BÜRGER SIND KEINE FILMKRITIKER, SONDERN ENTSCHEIDEN, WER REGIERT : Der gespaltene Wähler
Böse Zungen behaupten, der Wahlkampf sei derzeit das einzige bundesweite Event mit Publikumsbeteiligung, das keinen Eintritt kostet. Genau das Richtige also in Zeiten von Hartz IV, wo vielen Bürgern das Geld für den Eintritt zu größeren Veranstaltungen fehlt. Im Wahlkampf wird gratis einiges geboten: Auf großformatigen Plakaten schauen uns die Spitzenkandidaten betont vertrauenerweckend an. Man stellt sich vor, wie lange sie für diesen Blick geübt haben.

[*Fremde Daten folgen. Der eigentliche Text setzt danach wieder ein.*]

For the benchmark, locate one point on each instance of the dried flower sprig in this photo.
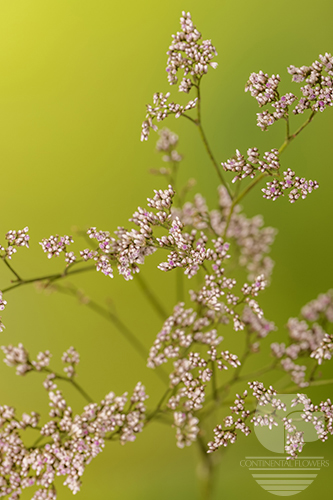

Bei der Betrachtung von Wahlspots darf man das Bemühen von Werbeagenturen analysieren, den Politikern einen Rest an Glaubwürdigkeit zu verschaffen. In Fernsehduellen treten die Kandidaten wie Gladiatoren gegeneinander an, und wir dürfen uns hinterher über Versprecher und Wissenslücken amüsieren. Daumen hoch oder Daumen runter.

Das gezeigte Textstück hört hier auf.